The decisive factor was whether Cabot Switzerland had an establishment in Belgium with a sufficient degree of permanence and a suitable structure in terms of human and technical resources to enable it to receive and use the services supplied to it for its own needs.

As in previous decisions, the ECJ clarified that the technical resources did not necessarily have to be owned by Cabot Switzerland - a rental agreement that could not be terminated at short notice would also have sufficed. However, Cabot Switzerland should have been able to dispose of the resources as if it were its own. This was not the case, although Cabot Plastics was only allowed to use the equipment for Cabot Switzerland's products. Even if a company has only one customer, it is still considered to be using its equipment to fulfil its own needs. Only if the contractual agreements had granted Cabot Switzerland direct and permanent access to the equipment as if it were its own would the situation be different.
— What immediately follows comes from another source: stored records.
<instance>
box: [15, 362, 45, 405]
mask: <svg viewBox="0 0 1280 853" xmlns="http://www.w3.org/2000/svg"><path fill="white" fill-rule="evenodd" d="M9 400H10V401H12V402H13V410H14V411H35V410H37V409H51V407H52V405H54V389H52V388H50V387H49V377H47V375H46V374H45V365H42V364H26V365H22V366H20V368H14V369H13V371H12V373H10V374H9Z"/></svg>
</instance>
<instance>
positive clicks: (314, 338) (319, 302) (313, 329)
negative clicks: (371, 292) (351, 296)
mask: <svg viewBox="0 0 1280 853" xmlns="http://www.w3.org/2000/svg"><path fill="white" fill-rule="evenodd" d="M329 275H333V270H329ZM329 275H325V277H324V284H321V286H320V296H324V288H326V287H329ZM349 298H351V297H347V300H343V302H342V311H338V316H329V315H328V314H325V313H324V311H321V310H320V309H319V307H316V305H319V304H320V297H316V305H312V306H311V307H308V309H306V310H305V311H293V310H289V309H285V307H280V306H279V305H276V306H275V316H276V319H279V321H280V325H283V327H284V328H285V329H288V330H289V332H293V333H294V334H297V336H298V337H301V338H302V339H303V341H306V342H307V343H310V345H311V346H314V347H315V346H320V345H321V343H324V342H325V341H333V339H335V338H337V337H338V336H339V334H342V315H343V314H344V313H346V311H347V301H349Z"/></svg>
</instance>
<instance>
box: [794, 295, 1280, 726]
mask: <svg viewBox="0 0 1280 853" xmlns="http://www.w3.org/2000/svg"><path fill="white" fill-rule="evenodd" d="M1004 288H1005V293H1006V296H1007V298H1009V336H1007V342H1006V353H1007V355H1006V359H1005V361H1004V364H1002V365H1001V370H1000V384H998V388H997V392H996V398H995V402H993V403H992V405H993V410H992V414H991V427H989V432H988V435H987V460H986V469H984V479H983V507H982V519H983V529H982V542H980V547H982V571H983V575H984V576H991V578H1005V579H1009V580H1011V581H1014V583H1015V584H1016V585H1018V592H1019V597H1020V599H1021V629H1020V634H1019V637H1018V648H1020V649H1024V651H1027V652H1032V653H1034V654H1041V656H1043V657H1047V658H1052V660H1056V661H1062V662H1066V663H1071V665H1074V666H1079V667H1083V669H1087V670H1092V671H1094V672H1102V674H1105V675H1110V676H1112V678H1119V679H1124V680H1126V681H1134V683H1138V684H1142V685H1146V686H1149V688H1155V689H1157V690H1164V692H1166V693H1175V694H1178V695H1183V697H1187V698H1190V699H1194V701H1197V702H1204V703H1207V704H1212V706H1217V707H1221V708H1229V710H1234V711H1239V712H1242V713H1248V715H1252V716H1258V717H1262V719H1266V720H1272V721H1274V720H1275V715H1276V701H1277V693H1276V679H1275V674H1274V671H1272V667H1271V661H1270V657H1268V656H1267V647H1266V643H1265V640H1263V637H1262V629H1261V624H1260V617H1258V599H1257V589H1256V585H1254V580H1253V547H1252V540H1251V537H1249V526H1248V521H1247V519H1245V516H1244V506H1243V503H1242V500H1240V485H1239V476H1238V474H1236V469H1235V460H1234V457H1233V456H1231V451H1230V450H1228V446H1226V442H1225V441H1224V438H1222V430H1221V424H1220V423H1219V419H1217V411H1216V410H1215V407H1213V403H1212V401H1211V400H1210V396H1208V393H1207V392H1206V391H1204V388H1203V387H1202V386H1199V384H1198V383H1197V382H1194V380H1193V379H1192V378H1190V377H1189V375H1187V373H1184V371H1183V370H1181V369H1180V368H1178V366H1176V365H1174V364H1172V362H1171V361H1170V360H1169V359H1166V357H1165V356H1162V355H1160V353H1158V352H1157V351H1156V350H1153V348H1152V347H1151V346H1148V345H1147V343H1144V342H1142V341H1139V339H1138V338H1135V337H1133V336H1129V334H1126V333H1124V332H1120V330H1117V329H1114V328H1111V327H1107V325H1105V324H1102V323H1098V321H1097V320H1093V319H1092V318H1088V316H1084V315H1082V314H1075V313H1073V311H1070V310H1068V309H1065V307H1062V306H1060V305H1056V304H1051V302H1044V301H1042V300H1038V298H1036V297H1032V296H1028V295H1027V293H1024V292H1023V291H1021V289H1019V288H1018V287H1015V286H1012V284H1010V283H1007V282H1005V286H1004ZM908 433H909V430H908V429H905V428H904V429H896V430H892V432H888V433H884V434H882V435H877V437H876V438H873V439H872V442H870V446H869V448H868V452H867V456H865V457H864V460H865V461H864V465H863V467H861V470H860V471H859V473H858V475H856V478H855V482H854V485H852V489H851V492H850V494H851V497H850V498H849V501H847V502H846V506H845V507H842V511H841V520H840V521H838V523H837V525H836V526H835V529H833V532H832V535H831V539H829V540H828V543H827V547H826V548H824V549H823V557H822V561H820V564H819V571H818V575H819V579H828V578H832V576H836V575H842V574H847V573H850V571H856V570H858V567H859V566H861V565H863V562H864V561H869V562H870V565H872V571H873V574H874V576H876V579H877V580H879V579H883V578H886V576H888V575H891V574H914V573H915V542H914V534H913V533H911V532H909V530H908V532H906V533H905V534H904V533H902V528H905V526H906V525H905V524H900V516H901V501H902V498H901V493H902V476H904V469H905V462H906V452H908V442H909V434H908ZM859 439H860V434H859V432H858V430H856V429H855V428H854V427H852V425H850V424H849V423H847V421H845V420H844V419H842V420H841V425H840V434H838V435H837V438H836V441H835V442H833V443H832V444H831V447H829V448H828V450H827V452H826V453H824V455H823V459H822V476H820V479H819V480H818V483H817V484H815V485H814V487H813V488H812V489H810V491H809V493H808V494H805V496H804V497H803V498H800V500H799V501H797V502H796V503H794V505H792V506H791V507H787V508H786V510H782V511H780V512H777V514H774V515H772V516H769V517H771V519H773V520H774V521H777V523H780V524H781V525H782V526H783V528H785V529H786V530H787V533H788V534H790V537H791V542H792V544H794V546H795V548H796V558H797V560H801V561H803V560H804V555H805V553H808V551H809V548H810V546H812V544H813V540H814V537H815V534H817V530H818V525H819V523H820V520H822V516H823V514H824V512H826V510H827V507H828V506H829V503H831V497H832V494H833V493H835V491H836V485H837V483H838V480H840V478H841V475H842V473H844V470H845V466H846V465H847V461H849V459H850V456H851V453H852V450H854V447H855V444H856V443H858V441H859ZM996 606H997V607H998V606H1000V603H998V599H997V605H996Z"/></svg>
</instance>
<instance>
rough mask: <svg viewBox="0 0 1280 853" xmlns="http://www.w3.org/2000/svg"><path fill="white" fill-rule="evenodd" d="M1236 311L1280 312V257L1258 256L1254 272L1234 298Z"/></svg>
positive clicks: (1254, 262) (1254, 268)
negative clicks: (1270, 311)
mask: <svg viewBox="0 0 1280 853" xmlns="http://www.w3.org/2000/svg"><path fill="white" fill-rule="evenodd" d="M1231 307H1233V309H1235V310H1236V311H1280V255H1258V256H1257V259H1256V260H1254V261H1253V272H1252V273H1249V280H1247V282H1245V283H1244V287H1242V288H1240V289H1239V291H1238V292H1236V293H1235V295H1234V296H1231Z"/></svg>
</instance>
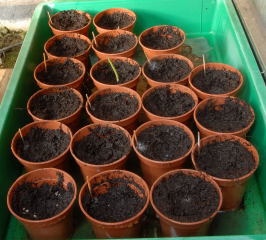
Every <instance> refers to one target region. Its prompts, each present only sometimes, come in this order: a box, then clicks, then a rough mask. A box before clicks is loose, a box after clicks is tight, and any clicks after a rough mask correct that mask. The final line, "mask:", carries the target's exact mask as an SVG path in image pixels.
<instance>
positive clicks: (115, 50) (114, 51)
mask: <svg viewBox="0 0 266 240" xmlns="http://www.w3.org/2000/svg"><path fill="white" fill-rule="evenodd" d="M97 44H98V47H97V49H98V50H99V51H101V52H104V53H121V52H124V51H127V50H129V49H130V48H132V47H134V45H135V44H136V39H135V37H134V36H133V35H131V34H120V35H117V36H116V37H110V36H104V37H102V40H101V41H98V42H97Z"/></svg>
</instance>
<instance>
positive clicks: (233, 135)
mask: <svg viewBox="0 0 266 240" xmlns="http://www.w3.org/2000/svg"><path fill="white" fill-rule="evenodd" d="M220 138H224V139H223V140H221V139H220ZM224 140H235V141H237V142H239V143H240V144H241V145H242V146H244V147H245V149H247V147H246V145H245V144H247V145H249V146H250V147H251V154H252V156H253V159H254V163H255V166H254V168H253V169H252V170H251V171H250V172H248V173H247V174H245V175H243V176H241V177H238V178H219V177H215V176H213V175H211V174H209V173H207V172H205V171H204V170H201V169H200V168H199V167H198V165H197V162H196V159H195V152H196V151H197V148H198V144H197V143H195V145H194V147H193V149H192V152H191V160H192V163H193V166H194V168H195V169H196V170H198V171H201V172H205V173H206V174H208V175H209V176H211V177H212V178H213V179H214V180H215V181H219V182H241V181H244V180H245V179H247V178H248V177H250V176H251V175H252V174H253V173H254V172H255V171H256V170H257V168H258V166H259V154H258V151H257V149H256V148H255V147H254V145H252V144H251V143H250V142H249V141H247V140H246V139H244V138H241V137H239V136H236V135H231V134H216V135H211V136H207V137H204V138H202V139H201V140H200V143H202V142H203V141H205V145H207V144H208V143H211V142H223V141H224ZM243 142H244V143H245V144H243ZM247 150H248V149H247ZM248 151H249V150H248ZM249 152H250V151H249Z"/></svg>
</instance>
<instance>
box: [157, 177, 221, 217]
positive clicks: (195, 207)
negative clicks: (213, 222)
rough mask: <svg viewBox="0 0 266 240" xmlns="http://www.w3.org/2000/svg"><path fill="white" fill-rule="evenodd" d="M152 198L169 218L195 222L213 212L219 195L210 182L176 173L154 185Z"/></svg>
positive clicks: (210, 214) (158, 206)
mask: <svg viewBox="0 0 266 240" xmlns="http://www.w3.org/2000/svg"><path fill="white" fill-rule="evenodd" d="M153 200H154V204H155V205H156V207H157V208H158V210H160V212H162V213H163V214H164V215H166V216H167V217H169V218H170V219H173V220H175V221H180V222H196V221H200V220H202V219H204V218H208V217H210V216H211V215H212V214H213V213H214V212H215V210H216V209H217V207H218V204H219V195H218V192H217V191H216V189H215V187H214V186H213V185H212V184H211V183H209V182H206V181H204V180H202V179H201V178H199V177H195V176H191V175H185V174H183V173H176V174H175V175H172V176H171V177H169V178H168V179H167V180H164V181H162V182H160V183H159V185H157V186H156V187H155V189H154V192H153Z"/></svg>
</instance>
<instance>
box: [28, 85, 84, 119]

A fixed establishment would also have to have enabled Cabot Switzerland to use the purchased services there. The use of the input services, hereby, had to be distinguished from the sale of the resulting products. However, with reference to the "Berlin Chemie" decision, one and the same equipment could not simultaneously serve the service provider to provide the service and the service recipient to use it.

The fact that the two companies were closely associated, and that Cabot Plastics provided additional services beyond contract processing was not relevant in itself.

Practical implications

The question regarding the attribution of third-party resources, which is the focus here, has already occupied the ECJ on several occasions (most recently in the Titanium and Berlin Chemie cases). The present ruling follows the lines of these previous cases and further clarifies the criteria elaborated there.  The close association under company law and the economic dependence of a subcontractor alone does not make it a fixed establishment of the principal. The ECJ also reiterates the decisive principle here, which is that one and the same resources cannot be used to provide a service while simultaneously receiving the same service. However, this raises the question of whether the supplier’s resources can ever be considered a passive fixed establishment of the supply’s recipient, even if the latter, unlike in the present case, can dispose of the resources like an owner.

Such situations are further complicated by the fact that the ECJ has ruled in the DFDS, Daimler and Widex, Dong Yang and Berlin Chemie cases that a subsidiary can be a fixed establishment of the parent company. How the various case scenarios differ is not always comprehensible here.